The Railroad Commission of Texas last week denied Pioneer Natural Resources’ request to reclassify several oil wells as gas wells, citing concerns that the company was looking to take advantage of a tax exemption for gas wells.
State regulations allow oil and gas operators to classify wells as oil-producing or gas-producing, based on their production ratios. But gas wells grant operators a decades-old tax credit, known as the high-cost gas credit, which was put in place to encourage natural gas production.
But the request also opened a discussion on how the Railroad Commission, which regulates the oil and gas industry, classifies wells, specifically if it should add another category.
Pioneer made the argument that several of its oil wells in the Eagleford basin should be reclassified as gas wells, a claim that the commission’s staff disputed.
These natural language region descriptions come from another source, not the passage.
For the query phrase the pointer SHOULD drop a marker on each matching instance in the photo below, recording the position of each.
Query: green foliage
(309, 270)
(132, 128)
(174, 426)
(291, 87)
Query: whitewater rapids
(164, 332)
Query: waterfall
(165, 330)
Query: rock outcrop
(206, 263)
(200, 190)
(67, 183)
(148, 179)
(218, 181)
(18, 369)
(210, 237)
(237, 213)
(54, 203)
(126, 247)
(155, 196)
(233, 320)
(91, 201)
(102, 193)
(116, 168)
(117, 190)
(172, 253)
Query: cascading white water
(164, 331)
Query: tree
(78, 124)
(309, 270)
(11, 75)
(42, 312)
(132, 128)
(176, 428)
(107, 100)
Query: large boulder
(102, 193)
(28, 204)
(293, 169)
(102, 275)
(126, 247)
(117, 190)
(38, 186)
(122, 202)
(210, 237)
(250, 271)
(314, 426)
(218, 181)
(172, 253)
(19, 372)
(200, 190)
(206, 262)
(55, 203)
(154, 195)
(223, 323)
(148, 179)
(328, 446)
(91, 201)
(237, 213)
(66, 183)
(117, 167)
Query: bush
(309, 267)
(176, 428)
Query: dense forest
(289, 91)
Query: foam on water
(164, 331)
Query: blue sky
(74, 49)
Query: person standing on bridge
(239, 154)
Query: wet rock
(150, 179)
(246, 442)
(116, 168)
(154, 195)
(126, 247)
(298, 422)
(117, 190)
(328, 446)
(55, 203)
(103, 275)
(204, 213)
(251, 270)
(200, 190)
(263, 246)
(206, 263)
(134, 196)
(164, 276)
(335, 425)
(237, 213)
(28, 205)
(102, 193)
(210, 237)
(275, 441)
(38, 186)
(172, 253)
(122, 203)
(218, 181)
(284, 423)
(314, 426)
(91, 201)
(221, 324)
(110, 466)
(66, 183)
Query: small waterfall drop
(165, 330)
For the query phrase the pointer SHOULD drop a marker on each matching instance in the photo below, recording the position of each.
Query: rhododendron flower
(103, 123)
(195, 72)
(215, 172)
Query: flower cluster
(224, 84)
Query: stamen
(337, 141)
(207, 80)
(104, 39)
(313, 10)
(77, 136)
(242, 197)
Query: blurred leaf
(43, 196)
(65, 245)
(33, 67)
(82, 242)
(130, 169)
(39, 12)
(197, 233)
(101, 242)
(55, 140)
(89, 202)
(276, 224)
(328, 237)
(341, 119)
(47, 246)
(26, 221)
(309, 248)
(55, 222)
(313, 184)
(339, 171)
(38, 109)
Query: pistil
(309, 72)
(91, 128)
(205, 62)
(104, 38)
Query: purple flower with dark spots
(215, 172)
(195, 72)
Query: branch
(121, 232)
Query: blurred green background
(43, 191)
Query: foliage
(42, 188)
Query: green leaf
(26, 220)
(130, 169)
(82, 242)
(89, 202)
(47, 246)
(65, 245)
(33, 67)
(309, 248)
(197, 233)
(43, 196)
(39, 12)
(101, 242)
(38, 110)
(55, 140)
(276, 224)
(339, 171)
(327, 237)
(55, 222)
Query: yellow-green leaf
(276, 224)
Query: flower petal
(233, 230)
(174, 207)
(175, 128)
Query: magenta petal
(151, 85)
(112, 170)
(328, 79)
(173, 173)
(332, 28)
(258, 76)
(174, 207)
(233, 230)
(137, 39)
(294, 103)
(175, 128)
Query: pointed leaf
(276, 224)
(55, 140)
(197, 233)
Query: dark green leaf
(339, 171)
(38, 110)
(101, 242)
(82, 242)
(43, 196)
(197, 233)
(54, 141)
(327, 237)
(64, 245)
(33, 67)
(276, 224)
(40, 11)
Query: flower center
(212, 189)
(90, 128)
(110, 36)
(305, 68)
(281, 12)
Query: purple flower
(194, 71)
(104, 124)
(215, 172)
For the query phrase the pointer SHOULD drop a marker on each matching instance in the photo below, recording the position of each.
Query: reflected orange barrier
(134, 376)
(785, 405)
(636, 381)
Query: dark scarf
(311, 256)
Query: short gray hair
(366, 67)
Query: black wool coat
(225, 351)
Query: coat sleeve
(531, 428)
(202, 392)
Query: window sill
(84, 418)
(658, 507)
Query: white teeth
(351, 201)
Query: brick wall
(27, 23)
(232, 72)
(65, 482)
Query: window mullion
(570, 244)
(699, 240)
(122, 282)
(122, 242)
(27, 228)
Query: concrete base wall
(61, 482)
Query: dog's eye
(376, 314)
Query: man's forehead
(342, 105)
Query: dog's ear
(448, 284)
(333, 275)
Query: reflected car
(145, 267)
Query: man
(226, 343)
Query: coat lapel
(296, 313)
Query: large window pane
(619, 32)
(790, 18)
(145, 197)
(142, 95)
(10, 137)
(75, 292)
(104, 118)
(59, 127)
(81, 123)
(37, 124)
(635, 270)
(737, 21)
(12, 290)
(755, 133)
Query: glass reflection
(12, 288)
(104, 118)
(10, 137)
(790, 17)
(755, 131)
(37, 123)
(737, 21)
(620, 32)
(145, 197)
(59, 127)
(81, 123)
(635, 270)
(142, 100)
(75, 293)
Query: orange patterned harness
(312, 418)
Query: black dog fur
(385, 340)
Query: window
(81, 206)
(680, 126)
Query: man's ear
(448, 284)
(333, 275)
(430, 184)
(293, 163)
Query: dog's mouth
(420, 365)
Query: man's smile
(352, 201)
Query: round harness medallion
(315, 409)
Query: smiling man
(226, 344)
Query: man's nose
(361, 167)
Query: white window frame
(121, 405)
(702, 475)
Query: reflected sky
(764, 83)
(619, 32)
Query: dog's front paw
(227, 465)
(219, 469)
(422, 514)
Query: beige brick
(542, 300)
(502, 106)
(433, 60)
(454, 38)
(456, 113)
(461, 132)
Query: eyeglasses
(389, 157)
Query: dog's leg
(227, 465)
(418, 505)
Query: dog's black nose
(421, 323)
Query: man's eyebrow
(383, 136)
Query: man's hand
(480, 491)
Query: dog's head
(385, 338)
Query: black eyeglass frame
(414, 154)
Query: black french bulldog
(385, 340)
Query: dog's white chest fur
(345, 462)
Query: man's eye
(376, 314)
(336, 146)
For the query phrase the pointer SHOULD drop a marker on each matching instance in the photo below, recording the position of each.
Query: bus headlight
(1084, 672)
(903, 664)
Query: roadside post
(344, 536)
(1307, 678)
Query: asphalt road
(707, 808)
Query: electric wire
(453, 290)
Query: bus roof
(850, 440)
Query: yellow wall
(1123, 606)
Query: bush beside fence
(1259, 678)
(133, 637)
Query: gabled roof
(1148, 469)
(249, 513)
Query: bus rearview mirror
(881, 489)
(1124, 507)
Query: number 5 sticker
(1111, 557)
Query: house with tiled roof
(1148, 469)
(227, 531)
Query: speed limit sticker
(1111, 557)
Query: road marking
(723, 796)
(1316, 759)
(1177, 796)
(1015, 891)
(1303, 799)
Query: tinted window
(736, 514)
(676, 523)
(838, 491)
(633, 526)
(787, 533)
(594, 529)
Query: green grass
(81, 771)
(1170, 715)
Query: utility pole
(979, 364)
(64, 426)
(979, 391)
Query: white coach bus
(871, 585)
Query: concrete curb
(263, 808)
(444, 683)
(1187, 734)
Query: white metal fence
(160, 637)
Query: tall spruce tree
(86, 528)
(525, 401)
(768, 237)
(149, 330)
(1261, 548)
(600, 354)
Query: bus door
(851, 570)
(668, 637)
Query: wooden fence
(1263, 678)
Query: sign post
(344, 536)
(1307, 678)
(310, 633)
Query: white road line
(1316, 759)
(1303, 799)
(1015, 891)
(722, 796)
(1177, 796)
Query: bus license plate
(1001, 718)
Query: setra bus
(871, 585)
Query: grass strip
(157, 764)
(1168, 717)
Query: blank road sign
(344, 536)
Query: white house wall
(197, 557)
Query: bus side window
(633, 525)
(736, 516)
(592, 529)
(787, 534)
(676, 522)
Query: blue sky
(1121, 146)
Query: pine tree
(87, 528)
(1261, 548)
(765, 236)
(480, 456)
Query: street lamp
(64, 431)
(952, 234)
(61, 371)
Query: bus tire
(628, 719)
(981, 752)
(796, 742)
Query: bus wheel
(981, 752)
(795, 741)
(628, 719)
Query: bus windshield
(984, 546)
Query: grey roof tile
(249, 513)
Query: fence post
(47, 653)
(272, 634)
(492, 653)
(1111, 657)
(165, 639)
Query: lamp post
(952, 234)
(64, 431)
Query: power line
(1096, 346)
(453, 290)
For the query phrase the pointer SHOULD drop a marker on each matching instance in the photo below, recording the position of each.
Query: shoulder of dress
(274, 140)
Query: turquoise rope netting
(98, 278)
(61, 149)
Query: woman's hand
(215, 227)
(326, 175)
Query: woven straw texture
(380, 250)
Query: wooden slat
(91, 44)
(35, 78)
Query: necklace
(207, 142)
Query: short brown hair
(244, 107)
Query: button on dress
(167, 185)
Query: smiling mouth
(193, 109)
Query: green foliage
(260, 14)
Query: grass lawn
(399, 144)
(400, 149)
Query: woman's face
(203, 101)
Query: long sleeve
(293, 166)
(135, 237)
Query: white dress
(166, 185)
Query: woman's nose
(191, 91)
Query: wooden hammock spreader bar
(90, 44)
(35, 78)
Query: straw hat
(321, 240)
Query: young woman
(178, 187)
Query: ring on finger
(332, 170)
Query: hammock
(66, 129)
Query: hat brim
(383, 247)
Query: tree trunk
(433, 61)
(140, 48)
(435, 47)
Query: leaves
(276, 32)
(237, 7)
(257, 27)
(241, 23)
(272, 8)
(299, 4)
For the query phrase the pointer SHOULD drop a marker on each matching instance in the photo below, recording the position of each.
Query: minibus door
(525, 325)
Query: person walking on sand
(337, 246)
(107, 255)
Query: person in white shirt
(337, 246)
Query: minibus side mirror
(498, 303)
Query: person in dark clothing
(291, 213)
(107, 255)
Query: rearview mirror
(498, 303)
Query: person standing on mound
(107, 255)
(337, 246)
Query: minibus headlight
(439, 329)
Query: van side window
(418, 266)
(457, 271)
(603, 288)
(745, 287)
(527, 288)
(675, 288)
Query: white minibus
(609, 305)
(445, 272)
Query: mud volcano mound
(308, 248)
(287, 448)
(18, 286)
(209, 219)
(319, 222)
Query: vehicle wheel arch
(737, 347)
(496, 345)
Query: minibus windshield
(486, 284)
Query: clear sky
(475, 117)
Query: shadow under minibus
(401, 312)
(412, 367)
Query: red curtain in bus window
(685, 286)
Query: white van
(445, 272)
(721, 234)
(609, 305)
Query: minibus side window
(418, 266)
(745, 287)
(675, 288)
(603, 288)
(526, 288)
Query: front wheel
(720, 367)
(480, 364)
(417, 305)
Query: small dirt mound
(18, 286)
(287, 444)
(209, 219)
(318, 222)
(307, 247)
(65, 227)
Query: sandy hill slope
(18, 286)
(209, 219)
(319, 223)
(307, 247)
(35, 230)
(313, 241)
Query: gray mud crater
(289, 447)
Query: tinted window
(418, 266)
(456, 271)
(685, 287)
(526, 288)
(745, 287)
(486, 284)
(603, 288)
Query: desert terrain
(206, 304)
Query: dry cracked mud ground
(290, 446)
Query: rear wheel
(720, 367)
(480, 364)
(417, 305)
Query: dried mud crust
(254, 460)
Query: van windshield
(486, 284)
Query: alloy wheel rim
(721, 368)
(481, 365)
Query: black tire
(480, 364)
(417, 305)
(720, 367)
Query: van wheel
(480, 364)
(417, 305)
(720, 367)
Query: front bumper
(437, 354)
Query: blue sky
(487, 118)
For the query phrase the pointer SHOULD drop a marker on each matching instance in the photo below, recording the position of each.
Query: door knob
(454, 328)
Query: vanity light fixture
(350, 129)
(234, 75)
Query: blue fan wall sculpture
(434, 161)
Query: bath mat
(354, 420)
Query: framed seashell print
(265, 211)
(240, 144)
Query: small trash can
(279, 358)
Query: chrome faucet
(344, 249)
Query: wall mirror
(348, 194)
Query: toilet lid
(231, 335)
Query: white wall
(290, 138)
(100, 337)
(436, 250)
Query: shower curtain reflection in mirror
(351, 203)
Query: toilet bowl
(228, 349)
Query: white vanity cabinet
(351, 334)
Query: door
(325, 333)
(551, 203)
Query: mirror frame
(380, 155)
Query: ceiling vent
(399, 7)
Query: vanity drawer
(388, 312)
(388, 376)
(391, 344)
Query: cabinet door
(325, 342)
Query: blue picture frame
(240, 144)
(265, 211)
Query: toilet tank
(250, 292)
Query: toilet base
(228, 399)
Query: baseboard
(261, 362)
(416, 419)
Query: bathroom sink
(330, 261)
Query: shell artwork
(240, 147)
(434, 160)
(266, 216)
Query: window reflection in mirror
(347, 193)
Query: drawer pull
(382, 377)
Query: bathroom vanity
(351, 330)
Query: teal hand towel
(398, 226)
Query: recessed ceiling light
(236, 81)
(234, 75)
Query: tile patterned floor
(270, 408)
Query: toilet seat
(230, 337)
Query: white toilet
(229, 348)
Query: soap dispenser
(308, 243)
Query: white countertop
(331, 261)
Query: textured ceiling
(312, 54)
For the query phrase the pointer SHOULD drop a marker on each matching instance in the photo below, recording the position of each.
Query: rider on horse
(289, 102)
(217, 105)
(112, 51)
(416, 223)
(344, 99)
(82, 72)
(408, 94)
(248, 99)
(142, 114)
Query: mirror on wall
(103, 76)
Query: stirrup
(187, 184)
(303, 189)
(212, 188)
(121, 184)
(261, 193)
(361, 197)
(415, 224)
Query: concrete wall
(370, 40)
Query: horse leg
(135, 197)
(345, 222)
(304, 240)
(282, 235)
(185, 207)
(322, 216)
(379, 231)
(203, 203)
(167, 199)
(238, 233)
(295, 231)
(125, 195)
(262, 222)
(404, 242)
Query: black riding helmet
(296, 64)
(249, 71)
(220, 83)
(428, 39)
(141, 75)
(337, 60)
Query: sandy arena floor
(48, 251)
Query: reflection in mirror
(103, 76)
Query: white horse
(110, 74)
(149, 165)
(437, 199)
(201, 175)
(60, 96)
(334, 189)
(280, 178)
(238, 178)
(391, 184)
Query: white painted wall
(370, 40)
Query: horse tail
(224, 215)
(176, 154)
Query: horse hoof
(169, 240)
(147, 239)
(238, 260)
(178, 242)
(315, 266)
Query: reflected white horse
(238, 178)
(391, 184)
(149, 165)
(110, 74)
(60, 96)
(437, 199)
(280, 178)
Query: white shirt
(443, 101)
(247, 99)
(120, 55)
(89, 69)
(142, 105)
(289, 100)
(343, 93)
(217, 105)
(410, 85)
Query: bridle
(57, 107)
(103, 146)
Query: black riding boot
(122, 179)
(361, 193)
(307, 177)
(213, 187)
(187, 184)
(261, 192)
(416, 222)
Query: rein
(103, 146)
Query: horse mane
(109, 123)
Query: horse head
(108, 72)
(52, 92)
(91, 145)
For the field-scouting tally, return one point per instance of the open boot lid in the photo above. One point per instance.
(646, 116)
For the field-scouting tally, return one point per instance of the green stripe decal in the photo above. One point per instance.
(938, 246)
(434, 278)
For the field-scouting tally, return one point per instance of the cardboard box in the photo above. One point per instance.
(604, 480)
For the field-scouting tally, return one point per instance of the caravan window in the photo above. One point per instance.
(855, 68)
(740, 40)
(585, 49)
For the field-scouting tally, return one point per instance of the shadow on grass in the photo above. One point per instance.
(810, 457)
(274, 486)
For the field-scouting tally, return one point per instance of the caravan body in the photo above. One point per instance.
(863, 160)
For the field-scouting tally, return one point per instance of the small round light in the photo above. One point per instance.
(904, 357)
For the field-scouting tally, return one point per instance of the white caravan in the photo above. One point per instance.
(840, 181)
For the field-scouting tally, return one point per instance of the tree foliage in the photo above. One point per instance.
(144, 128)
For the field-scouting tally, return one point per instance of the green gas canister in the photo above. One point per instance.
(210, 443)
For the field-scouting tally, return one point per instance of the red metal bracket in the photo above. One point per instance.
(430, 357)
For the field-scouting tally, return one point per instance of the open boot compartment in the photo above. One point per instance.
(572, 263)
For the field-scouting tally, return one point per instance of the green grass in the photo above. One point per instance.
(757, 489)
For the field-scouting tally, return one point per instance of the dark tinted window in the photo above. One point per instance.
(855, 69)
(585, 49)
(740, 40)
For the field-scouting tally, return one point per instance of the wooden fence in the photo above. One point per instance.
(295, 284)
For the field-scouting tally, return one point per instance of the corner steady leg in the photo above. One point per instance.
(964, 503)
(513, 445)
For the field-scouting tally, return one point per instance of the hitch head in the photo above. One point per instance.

The company’s arguments included a claim that the presence of natural gas liquids in the wells makes them gas wells.
During an October meeting, Paul Dubois, a technical examiner for the agency, told the commissioners that Pioneer had given them no proof that it would suffer if the wells retained an oil classification. But, Dubois pointed out, reclassifying them as as gas wells “will get them a significant severance tax reduction.”
Pioneer disputed Dubois analysis, arguing that the wells were clearly producing gas and the potential for tax breaks was not the company’s motive in seeking reclassification. .
The commission ultimately denied Pioneer’s request during it’s Nov. 15 meeting, but Commission Ryan Sitton raised the issue of creating a third classification to cover natural gas condensate, or liquids. Natural gas liquids are considered valuable and useable, but regulators aren’t sure if it should be declared natural gas or oil.
“The essential issue in this case is how we consider condensate,” said Sitton. “There is a a long record of saying it is not oil, but there is no precedent considering it gas.”